Т.Иенсен. Акакий по-гречески — «незлобивый».

Ю.Норштейн. Да, дважды незлобивый — Акакий Акакиевич. Акакий за всю свою жизнь и мухи не обидел. Поэтому в его лице должно быть что-то от ребенка. И вместе с тем, оно должно совмещать мужские и женские черты. Такое лицо потом легче мимировать, чем изначально выразительное. Почему в мультипликации удаются персонажи отрицательные? Потому что они несут на себе некий характерный знак, а вот сделать нечто как бы бестелесное, не закрепленное каким-либо определенным жестом, определенным выражением лица, — самое сложное. В литературе это тоже самое сложное. Помните, Достоевский писал: «Кто только ни брался за изображение положительно прекрасного — всегда пасовал. Потому что эта задача безмерная». Перед нами безусловно не столько высокая, но едва ли не столь же «безмерная» задача — материализовать некий образ, который в силу своей размытой неопределенности способен выдерживать разные смысловые нагрузки в зависимости от развития действия.

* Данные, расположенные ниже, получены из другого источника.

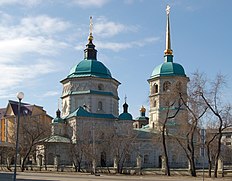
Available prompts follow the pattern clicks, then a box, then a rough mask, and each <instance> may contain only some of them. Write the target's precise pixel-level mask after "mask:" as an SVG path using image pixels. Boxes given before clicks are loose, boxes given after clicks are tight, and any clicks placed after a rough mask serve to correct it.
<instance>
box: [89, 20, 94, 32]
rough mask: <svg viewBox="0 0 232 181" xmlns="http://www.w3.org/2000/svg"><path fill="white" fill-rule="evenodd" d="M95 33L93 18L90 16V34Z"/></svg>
mask: <svg viewBox="0 0 232 181" xmlns="http://www.w3.org/2000/svg"><path fill="white" fill-rule="evenodd" d="M92 33H93V18H92V16H90V24H89V34H90V35H92Z"/></svg>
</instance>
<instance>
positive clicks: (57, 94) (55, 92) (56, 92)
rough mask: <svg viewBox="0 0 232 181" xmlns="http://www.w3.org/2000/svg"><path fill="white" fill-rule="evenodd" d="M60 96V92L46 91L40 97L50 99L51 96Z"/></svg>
mask: <svg viewBox="0 0 232 181" xmlns="http://www.w3.org/2000/svg"><path fill="white" fill-rule="evenodd" d="M58 95H60V92H58V91H48V92H45V93H44V94H43V95H41V97H51V96H58Z"/></svg>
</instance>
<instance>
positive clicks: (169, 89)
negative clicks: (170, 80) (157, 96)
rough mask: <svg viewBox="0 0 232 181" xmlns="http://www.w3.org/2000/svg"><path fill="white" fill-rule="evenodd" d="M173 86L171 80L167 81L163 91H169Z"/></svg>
mask: <svg viewBox="0 0 232 181" xmlns="http://www.w3.org/2000/svg"><path fill="white" fill-rule="evenodd" d="M170 87H171V83H170V82H169V81H165V82H164V84H163V91H164V92H167V91H168V90H170Z"/></svg>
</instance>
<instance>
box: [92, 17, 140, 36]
mask: <svg viewBox="0 0 232 181" xmlns="http://www.w3.org/2000/svg"><path fill="white" fill-rule="evenodd" d="M137 30H138V27H135V26H128V25H124V24H121V23H116V22H113V21H108V20H107V19H106V18H105V17H100V18H97V21H96V23H95V24H94V25H93V31H94V34H96V35H97V36H99V37H112V36H115V35H117V34H119V33H121V32H128V31H133V32H136V31H137Z"/></svg>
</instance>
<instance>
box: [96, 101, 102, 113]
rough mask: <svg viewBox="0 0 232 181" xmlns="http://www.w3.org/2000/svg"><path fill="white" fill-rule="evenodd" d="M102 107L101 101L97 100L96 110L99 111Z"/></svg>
mask: <svg viewBox="0 0 232 181" xmlns="http://www.w3.org/2000/svg"><path fill="white" fill-rule="evenodd" d="M102 107H103V106H102V102H101V101H99V102H98V107H97V110H98V111H101V110H102Z"/></svg>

Т.Иенсен. То есть вы хотите уйти от всякой знаковости, для мультипликации, казалось бы, столь неизбежной? Но, судя по «Сказке сказок», вы и против обобщенного абстрагирования. Каким же способом вы надеетесь соединить неуловимую, неоформленную текучесть образа Акакия Акакиевича и его западающую в душу осязаемую конкретность?

Ю.Норштейн. За счет изменения лица Акакия Акакиевича, то есть оно должно меняться буквально на наших глазах.

Т.Иенсен. Но ведь обычно в рисованной мультипликации выражение лица героя меняется мгновенно. Что позволит вам на протяжении всего фильма делать лицо Акакия Акакиевича меняющимся?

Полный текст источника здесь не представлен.